White asked for input from County Board members Monday night on what their constituents had to say about the two public meetings held recently at the community building in Mt. Vernon. The consensus of the Board is the public is against using Public Safety Tax funds or to raise property taxes for the renovations, although most of the public were not opposed to an increase in sales tax. It was reported about 60 percent of those paying for the tax would live outside the county.
The special committee — which was changed from a Task Force after consultation from State's Attorney Doug Hoffman — is expected to be named at next month's County Board meeting.
The special committee will conduct town hall meetings to get input from the public on how the county should proceed with the courthouse renovations, White said, and then the county will decide on how to proceed. A one-quarter cent up to a one-half cent sales tax increase are possibilities. The county currently has a one-quarter cent sales tax in force.
The dress code recently enacted at the courthouse also drew a lot of discussion.
Former board member Dexter Edmison asked what ordinance or state law has been enacted that forces a dress code on the public . "How is it mandated by a house of the people?" he asked.

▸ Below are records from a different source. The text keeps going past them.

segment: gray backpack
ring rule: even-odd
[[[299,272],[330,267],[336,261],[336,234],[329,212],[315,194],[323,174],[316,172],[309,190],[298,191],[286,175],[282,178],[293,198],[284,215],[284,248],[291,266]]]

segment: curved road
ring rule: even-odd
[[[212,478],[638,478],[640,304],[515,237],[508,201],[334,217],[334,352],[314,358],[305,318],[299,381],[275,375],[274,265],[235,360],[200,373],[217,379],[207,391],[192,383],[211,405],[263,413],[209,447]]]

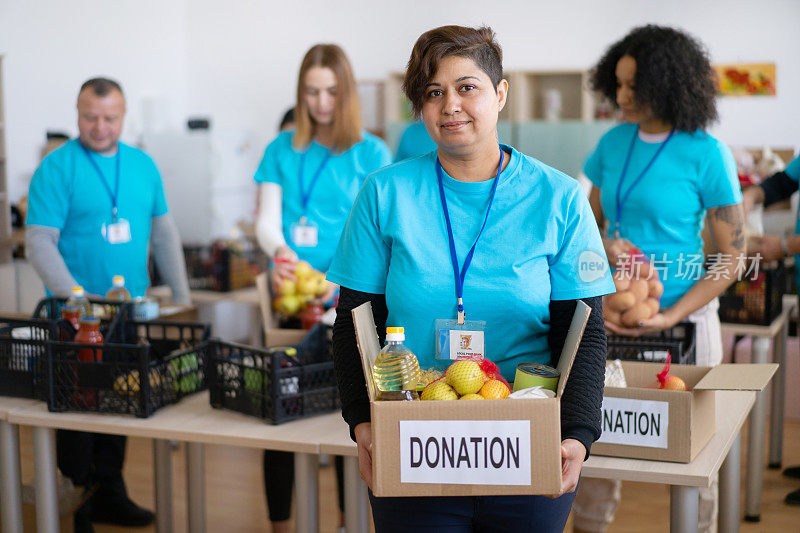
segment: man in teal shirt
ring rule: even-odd
[[[168,213],[161,176],[141,150],[119,142],[125,97],[119,84],[94,78],[78,93],[79,139],[48,155],[28,194],[28,259],[48,292],[75,285],[102,296],[122,275],[131,295],[144,296],[148,247],[178,303],[189,303],[180,237]],[[146,526],[152,512],[128,498],[122,479],[125,437],[59,431],[58,466],[94,494],[75,513],[75,531],[92,522]]]

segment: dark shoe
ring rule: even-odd
[[[75,533],[94,533],[91,509],[91,504],[88,502],[75,509],[75,514],[72,517],[72,526]]]
[[[92,522],[123,527],[149,526],[156,519],[152,511],[139,507],[130,498],[92,499]]]
[[[786,502],[786,505],[800,505],[800,489],[787,494],[783,501]]]
[[[800,479],[800,466],[790,466],[789,468],[784,468],[783,475],[786,477]]]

White said there is a state statute stating the sheriff is the custodian of the courthouse, but Edmison responded state law provides that the "real authority" rests with the County Board. "I think the County Board should go on record not supporting this," Edmison said.
White said County Board members have had no discussions with the sheriff or anyone else regarding the dress code, although he noted he is not in agreement a dress code should be enforced in offices of elected officials.
"This is for minority groups that doesn't respect anything," Sheriff Roger Mulch said. "The whole intention is bring respect to the courthouse." He also likened the dress code to the metal detectors at the courthouse entrance. "It takes a metal detector to catch someone with a weapon. If someone is dressed inappropriately, we can catch it at the entrance."
It was decided a one-on-one meeting with the sheriff and County Board members would be in order to reconsider or make changes to the dress code. No Board members were opposed to a dress code inside court rooms, and the judges have the authority under law to mandate how people show up for court.
White suggested to the sheriff the code be "a little more lax" until future discussions are held.